Cinema, on the other hand, embodies the imaginary, concrete reverie—what we have left to escape anxiety. An invisible screen to watch in the darkness behind our closed eyelids.
In a way, every exhibition could be seen as a Prisoner’s Cinema.
From: juliette.b@gmail.com
Subject: Exhibition Text - PRISONER’S CINEMA
Date: 05.03.2025
To: tris.tcd@gmail.com
There’s a knock at the door. He doesn’t move. He listens closely, on alert.
She’s the one who opens. She’s the one who speaks.
A voice comes from outside, slipping through the very thin and very long sliver of an open door. The voice stretches through it and sharpens, it lengthens—like a cat stretching just before it pounces. The voice slides through her hair and slips into the room; it spins around the walls, circles the bed.
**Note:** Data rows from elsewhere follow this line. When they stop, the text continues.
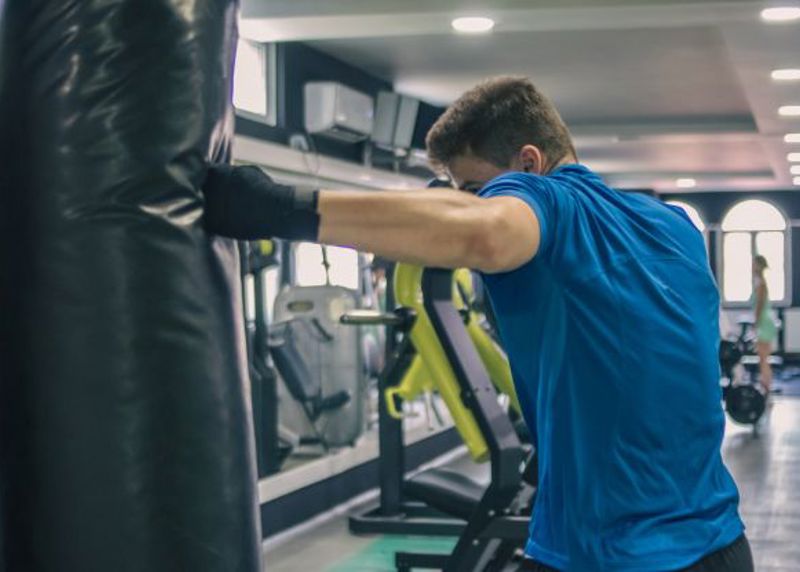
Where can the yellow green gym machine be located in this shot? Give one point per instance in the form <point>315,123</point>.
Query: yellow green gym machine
<point>419,365</point>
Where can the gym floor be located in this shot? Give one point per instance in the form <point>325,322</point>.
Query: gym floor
<point>766,468</point>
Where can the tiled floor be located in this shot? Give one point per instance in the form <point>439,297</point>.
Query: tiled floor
<point>766,468</point>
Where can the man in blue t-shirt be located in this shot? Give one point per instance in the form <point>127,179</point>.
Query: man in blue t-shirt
<point>605,304</point>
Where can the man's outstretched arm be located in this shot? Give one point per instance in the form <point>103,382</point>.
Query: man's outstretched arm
<point>431,227</point>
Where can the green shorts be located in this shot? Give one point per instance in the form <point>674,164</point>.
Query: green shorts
<point>766,332</point>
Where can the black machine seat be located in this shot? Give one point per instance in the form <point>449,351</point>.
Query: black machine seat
<point>448,491</point>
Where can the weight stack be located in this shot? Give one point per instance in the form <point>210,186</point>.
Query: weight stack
<point>125,426</point>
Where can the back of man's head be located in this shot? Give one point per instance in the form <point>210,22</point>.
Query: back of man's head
<point>494,120</point>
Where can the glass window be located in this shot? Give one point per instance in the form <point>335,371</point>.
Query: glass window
<point>754,215</point>
<point>310,271</point>
<point>253,81</point>
<point>694,216</point>
<point>753,227</point>
<point>738,282</point>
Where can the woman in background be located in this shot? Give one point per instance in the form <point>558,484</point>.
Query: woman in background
<point>764,325</point>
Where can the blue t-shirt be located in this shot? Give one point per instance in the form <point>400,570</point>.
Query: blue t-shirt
<point>612,332</point>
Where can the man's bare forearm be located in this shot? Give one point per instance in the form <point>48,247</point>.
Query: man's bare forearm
<point>429,227</point>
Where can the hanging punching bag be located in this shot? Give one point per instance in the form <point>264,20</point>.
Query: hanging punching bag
<point>126,438</point>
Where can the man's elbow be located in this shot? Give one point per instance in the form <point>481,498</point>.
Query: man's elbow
<point>493,250</point>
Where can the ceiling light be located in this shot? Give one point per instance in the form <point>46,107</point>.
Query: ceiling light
<point>473,25</point>
<point>786,74</point>
<point>781,14</point>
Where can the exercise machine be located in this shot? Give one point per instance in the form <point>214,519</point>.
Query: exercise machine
<point>440,501</point>
<point>744,398</point>
<point>273,443</point>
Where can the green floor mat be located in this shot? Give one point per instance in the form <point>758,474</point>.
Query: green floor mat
<point>379,556</point>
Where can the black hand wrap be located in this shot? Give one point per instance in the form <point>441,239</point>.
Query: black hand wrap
<point>246,204</point>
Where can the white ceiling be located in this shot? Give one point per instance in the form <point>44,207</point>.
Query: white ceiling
<point>653,90</point>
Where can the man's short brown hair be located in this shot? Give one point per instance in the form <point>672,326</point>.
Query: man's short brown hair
<point>494,119</point>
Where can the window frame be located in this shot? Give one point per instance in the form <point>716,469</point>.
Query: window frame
<point>271,77</point>
<point>786,301</point>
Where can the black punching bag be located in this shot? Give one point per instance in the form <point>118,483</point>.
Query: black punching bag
<point>126,439</point>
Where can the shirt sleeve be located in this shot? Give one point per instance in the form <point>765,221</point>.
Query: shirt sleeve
<point>548,204</point>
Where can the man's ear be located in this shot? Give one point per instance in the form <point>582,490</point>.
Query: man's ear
<point>531,159</point>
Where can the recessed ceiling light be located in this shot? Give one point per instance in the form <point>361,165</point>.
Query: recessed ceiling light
<point>473,25</point>
<point>786,74</point>
<point>781,14</point>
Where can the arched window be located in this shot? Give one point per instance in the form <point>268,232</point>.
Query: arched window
<point>310,271</point>
<point>694,216</point>
<point>753,227</point>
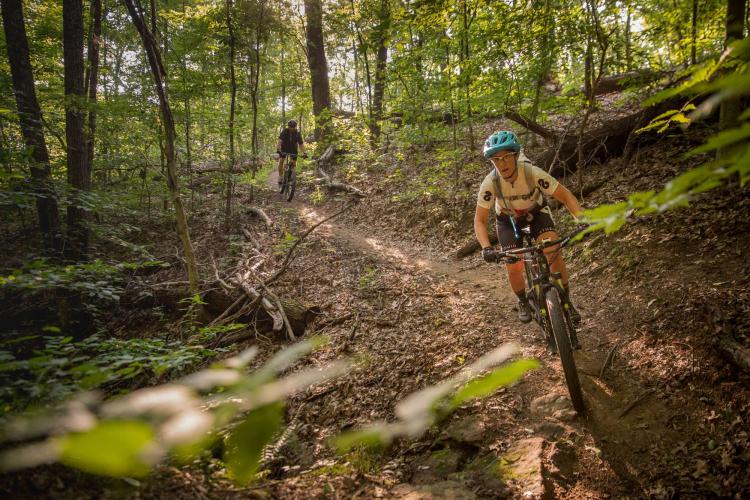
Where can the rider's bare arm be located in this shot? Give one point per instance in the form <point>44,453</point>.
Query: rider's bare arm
<point>481,215</point>
<point>564,196</point>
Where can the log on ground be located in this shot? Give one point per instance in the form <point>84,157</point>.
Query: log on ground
<point>300,315</point>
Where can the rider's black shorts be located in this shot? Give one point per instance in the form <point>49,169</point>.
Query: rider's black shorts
<point>539,219</point>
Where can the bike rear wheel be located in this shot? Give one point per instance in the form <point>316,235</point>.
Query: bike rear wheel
<point>284,180</point>
<point>560,331</point>
<point>292,183</point>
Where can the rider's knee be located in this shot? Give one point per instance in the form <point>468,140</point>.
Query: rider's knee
<point>514,268</point>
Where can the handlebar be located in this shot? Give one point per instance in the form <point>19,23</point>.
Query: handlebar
<point>511,256</point>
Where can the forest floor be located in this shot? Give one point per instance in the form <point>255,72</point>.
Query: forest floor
<point>666,415</point>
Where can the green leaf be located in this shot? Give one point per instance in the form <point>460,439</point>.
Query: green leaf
<point>604,211</point>
<point>114,448</point>
<point>245,444</point>
<point>722,139</point>
<point>499,377</point>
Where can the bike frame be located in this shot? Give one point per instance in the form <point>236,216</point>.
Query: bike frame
<point>539,277</point>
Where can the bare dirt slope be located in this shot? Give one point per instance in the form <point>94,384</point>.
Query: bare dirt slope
<point>641,435</point>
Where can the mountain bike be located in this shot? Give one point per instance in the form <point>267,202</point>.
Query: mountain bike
<point>289,180</point>
<point>550,306</point>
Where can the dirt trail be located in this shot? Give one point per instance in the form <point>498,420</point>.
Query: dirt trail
<point>624,427</point>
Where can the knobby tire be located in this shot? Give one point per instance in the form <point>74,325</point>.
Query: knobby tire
<point>292,183</point>
<point>564,349</point>
<point>282,190</point>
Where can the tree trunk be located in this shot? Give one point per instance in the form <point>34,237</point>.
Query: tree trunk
<point>730,108</point>
<point>628,46</point>
<point>693,37</point>
<point>157,71</point>
<point>465,56</point>
<point>30,118</point>
<point>79,177</point>
<point>316,59</point>
<point>380,69</point>
<point>545,49</point>
<point>92,78</point>
<point>232,100</point>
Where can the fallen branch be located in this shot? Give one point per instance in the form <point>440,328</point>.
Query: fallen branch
<point>335,321</point>
<point>288,257</point>
<point>734,352</point>
<point>253,241</point>
<point>531,125</point>
<point>608,360</point>
<point>326,180</point>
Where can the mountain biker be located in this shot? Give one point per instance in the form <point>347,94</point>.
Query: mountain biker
<point>517,187</point>
<point>287,145</point>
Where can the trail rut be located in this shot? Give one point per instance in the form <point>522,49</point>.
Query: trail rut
<point>609,444</point>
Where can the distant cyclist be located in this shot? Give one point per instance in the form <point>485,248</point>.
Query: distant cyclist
<point>516,187</point>
<point>287,144</point>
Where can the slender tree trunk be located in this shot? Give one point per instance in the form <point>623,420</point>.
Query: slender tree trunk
<point>79,177</point>
<point>157,71</point>
<point>316,59</point>
<point>731,108</point>
<point>233,98</point>
<point>92,78</point>
<point>466,79</point>
<point>694,34</point>
<point>30,118</point>
<point>380,69</point>
<point>545,56</point>
<point>628,46</point>
<point>283,87</point>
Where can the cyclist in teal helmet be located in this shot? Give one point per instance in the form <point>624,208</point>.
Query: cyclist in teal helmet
<point>516,188</point>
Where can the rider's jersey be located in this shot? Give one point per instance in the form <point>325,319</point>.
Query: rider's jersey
<point>519,196</point>
<point>289,139</point>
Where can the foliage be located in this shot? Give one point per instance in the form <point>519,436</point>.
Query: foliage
<point>96,281</point>
<point>128,435</point>
<point>733,163</point>
<point>421,409</point>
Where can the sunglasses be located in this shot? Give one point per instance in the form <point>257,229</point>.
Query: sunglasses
<point>502,158</point>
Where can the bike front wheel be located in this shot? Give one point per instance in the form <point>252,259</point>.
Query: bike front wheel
<point>560,332</point>
<point>292,184</point>
<point>284,180</point>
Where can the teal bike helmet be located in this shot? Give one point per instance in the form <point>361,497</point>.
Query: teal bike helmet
<point>500,141</point>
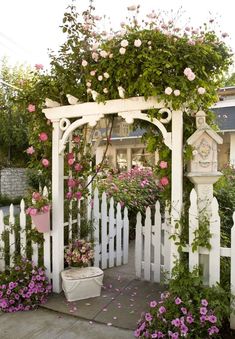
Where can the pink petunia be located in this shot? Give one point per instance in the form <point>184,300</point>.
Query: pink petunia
<point>43,136</point>
<point>31,108</point>
<point>45,162</point>
<point>30,150</point>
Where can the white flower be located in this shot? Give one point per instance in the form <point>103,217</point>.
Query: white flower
<point>95,56</point>
<point>132,8</point>
<point>94,95</point>
<point>84,63</point>
<point>124,43</point>
<point>201,90</point>
<point>176,92</point>
<point>168,90</point>
<point>122,50</point>
<point>137,43</point>
<point>103,53</point>
<point>121,92</point>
But it won’t get through the closet door, that’s for sure.
It’s a thread of a voice—deep and greasy—you might even say viscous. A voice that stains and sticks, like an oil slick in the sea, the kind you hear about on the news. Like pitch, maybe. Or soot. What would sticky soot feel like?
It would be like the paint from the studio that stays on your hands no matter how much you try to wash it off. Except it doesn’t go on the hands—it gets in the hair, wraps around the skull. And it stays, it sticks, and it gleams. It creeps onto the face like a shadow laying siege, ready to strike.
It’s a voice that clings to the room, that will work its way in and distort it, that’s for sure. You could do everything you can to clean it all, but it’ll seep between the sheets. It’s surely already sliding between the sheets, like a wave or an eel. It stretches, sharpens, and lengthens the bars of the bed. It swells, it grows. The bed will end up taking over the whole room, and it’ll be crawling with waves and eels. You won’t be able to sleep in it without dreaming, and you won’t be able to dream in it without staying there. That’s for sure.
The voice is everywhere behind the closet door. It glides forward. It’s so sharp it lisps. Its tongue must be too big for its mouth. And it starts every sentence with “I.” And through the door, every sound stretches, lengthens, sharpens, hones itself. Every time it starts to speak, it goes “Zzzzzzz.” It wants and it demands.
It says: “I’m going to count to ten.”
Now is the time to stay hidden. Eyes shut. With eyes closed, you have to count. 1, 2, 3... Count the seconds like when you want the day to go by. 4, 5, 6... Count sheep like when you’re trying to fall asleep. 7, 8, 8 and a half... Count piano notes like when you want to relax, think of something soft, think of anything, try to be somewhere else. 9, 9 and a half, 9 and three-quarters…
We open our eyes.
The space is wide and bright, with lots of windows, lots of doors, with trees inside. Here, the color of the sky changes the color of the walls and faces every hour.
We’ve hung drawings on the walls—on old papers, on large sheets salvaged from children’s workshops, on pearly or pink paper, on very large formats.
We blink.
Our eyelashes blend with the tree branches, with the eyelashes drawn on paper, with lines thrown in a quicker-than-usual gesture.
Standing at the center of the space, you can see all the drawings at once, catch them between two blinks, between two curving palm fronds.
Some of them look like floaters: a moving thread slipping into the field of vision.
A streak of Indian ink that only takes up a small part of the page, then floats off, slips onto another surface, another format.
The motifs repeat, clash, emerge, grow, and crash into one another in wall-sized compositions that multiply déjà-vu and pareidolia.
They stay in the backs of our eyelids.
Some drawings behave like air. They fill all the space given to them on the page, in a framing effect beyond which nothing exists.
A gesture, a silhouette, an eye, a discovery, a cat, an invented word—everything is there, immediately. No off-screen.